I still think recruiters, we’re engaging with people talking about that thing that is still innately personal to them. As long as that’s the case in our culture and in our society, I think we’re going to see humans heavily involved in the recruiting and talent engagement side of the process, especially in a position where we’re helping somebody find a role that would be more lasting that has the potential to be a longer-term career. We’re talking about pure transaction type of relationship. Think about an Uber driver requesting a ride, or whatever the case may be and I provide a service as a human. I drive somebody somewhere. That’s very transactional. That can be automated out.
[0:42:10] DF: Yeah. Waymo’s here.
[0:42:12] JL: Yeah. Well, now we’re even talking about another animal, that autonomous piece, but humanoid robots, which again, another discussion. Yeah. I think as long as that stays the case, we’ll have humans in the loop on conversations around longer term employment, things of that sort, non-transactional type employment opportunities, non-gig type employment opportunities, where we use these tools like a skilled tradesman uses the next available tool in their specific trade, the next Dewalt cordless accessory in our toolbelt that we use to do our thing faster and more efficiently, so we can remain competitive. We want to think we can make more money with it, but really, at the end of the day, we remain competitive with our peers, who are also wielding these same tools.
[0:42:54] DF: Yeah. Couldn’t agree more. I feel like, there are tools that we have at our disposal, we should use them and move forward with it. I want to wrap up with, and I know we talked a little bit about AtWork at the beginning of this, but as a franchise, why are staffing owners coming to you guys? Why are they choosing to open up a branch with AtWork?
[0:43:13] JL: Yeah. Yeah. Great question. We are one of a handful of staffing franchisors that exist out there. We’re actually the only one, and I would recommend taking a look at the different options. If you have any interest in entering the staffing industry, or if you’re in the industry, if you had this inkling of, “Hey, you know what? I could do it myself, or I could do it on my own,” come talk to us and we can show you uniquely and how distinctly different AtWork is. Our model creates a much more independent feeling structure than the other models out there, where those might feel more like you’re running a book, a business for the franchise. It’s primarily in the structure and how we’ve created our franchise opportunity.
We’re very efficient.
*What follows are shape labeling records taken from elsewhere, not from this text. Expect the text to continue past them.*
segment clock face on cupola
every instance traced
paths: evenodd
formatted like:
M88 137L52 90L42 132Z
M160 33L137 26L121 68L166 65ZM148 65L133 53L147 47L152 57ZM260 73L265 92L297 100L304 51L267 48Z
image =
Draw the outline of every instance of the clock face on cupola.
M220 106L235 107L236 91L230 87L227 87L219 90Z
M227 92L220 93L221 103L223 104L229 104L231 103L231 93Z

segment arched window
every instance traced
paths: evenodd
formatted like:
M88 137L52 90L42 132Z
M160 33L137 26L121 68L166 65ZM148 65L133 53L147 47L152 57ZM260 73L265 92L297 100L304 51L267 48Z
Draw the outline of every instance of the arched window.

We’re very effective and we’re very forward-thinking. That’s really driven a lot of our interest in our brand. We’ve got phenomenal marketing, amazing leadership team, and we put all the parts and pieces together to create, in my mind, one of the leading staffing companies, not just franchise companies, but franchises and staffing firms in the US.
[0:44:11] DF: That’s great. You’ve got the growth to back it up this year. Beating the industry is a nice place to be.
[0:44:16] JL: Yeah. Shameless plug: we’re offering an incredible opportunity for staffing industry pros. We’re deferring franchise fees. We’re taking requirements down. We’re making it so easy to step into your own branch.
[0:44:27] DF: Awesome. It was great talking to you, and have a great day.